Outback Gardens at Clay City has some new products this year. Jana talked about the topsy-turvy hanging tomato cages that the plants grow from the bottom.

They are supposed to work.

She also had a pad that was to be placed in the bottom of a flower pot that would absorb a large amount of water and then release as needed.

A pebble type mixture has been available for some time but the sheet-type is fairly new. Ms. Sinders showed some new gardening books and her favorite brand of gardening gloves.

Jana gave us a short lesson on reading fertilizer packages, knowing which plants must be rotated each year, and which must have new soil if planted in a container.

She gave us packets of flower seeds and the website for information on insect problems: the website is whatsthatbug.com.

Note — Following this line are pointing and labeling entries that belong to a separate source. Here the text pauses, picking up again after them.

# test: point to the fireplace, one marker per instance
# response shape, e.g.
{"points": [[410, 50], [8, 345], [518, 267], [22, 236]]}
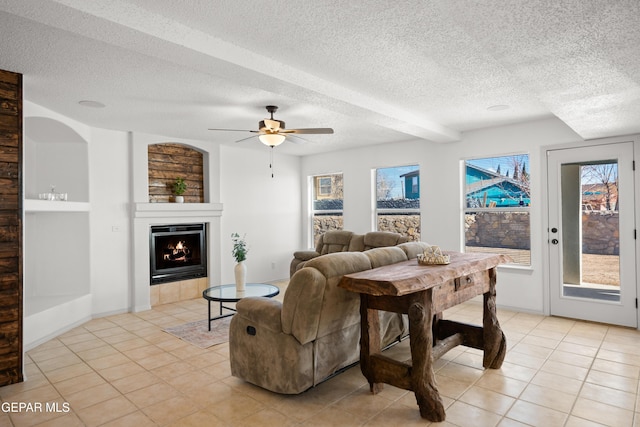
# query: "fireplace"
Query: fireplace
{"points": [[178, 252]]}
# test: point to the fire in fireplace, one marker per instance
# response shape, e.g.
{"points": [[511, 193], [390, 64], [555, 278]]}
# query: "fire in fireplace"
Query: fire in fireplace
{"points": [[178, 252]]}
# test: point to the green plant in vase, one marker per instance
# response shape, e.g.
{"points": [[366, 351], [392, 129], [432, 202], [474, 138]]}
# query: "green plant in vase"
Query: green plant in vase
{"points": [[239, 253], [179, 188]]}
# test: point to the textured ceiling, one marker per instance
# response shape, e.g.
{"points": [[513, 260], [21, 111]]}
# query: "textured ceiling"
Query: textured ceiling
{"points": [[375, 71]]}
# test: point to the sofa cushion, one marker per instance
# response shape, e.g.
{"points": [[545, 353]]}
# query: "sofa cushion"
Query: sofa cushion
{"points": [[385, 256], [412, 249], [379, 239], [334, 241]]}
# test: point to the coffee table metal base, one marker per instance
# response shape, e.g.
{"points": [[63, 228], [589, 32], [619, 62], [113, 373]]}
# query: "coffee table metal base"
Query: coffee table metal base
{"points": [[228, 293]]}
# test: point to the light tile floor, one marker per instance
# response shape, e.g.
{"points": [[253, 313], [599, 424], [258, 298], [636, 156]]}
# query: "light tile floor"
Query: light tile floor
{"points": [[123, 370]]}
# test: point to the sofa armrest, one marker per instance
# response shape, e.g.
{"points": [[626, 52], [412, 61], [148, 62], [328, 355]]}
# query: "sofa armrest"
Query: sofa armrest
{"points": [[263, 311], [305, 255]]}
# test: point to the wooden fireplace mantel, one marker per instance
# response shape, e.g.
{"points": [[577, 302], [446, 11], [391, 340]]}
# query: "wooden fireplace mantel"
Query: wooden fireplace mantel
{"points": [[424, 292]]}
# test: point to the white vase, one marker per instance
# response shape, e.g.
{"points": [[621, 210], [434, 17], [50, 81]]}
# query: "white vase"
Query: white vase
{"points": [[240, 271]]}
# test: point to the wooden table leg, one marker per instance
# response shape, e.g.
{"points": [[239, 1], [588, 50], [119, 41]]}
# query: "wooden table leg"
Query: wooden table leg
{"points": [[422, 376], [369, 342], [495, 343]]}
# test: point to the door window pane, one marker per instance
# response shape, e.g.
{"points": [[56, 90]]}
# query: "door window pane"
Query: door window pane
{"points": [[590, 224]]}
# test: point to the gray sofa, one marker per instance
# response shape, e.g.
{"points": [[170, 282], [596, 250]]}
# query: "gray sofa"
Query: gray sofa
{"points": [[289, 346], [345, 241]]}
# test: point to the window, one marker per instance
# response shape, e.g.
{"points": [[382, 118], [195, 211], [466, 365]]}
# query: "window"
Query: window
{"points": [[324, 186], [327, 204], [398, 200], [497, 200]]}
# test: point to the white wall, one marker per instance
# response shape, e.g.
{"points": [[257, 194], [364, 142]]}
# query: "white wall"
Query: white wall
{"points": [[441, 191], [265, 209], [110, 243]]}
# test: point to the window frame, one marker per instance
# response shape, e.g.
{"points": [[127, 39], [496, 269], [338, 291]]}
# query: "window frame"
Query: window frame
{"points": [[466, 210], [401, 211], [314, 187]]}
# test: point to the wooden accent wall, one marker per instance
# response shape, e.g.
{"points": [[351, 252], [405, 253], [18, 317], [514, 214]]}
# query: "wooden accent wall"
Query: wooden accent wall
{"points": [[10, 228], [170, 161]]}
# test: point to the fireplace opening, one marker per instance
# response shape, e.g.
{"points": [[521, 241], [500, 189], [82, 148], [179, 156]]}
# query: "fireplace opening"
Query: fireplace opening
{"points": [[178, 252]]}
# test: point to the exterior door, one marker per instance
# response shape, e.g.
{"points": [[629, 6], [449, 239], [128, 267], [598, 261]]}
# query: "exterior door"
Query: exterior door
{"points": [[592, 233]]}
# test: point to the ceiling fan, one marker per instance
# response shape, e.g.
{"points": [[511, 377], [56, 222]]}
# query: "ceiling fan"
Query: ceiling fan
{"points": [[272, 132]]}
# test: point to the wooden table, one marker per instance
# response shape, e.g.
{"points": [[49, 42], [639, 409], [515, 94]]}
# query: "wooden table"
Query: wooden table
{"points": [[424, 292]]}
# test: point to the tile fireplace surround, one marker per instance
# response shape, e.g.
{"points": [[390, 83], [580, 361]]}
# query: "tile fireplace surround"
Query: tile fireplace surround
{"points": [[147, 214]]}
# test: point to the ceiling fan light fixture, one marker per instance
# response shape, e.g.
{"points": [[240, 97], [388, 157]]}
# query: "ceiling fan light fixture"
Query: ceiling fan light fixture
{"points": [[271, 139]]}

Maria Tyler, Manager of Volunteer Services at Vista Care, asked for people to sit with terminally ill patients. They are in need of two types of volunteers. One requires 30 minutes per week to basically visit with the patient. Another volunteer position asks the person to provide a two-hour span to give some relief to the patient's caregiver.

Volunteers are not expected to provide any medical care. They attend class and then go to homes or to long-term facilities.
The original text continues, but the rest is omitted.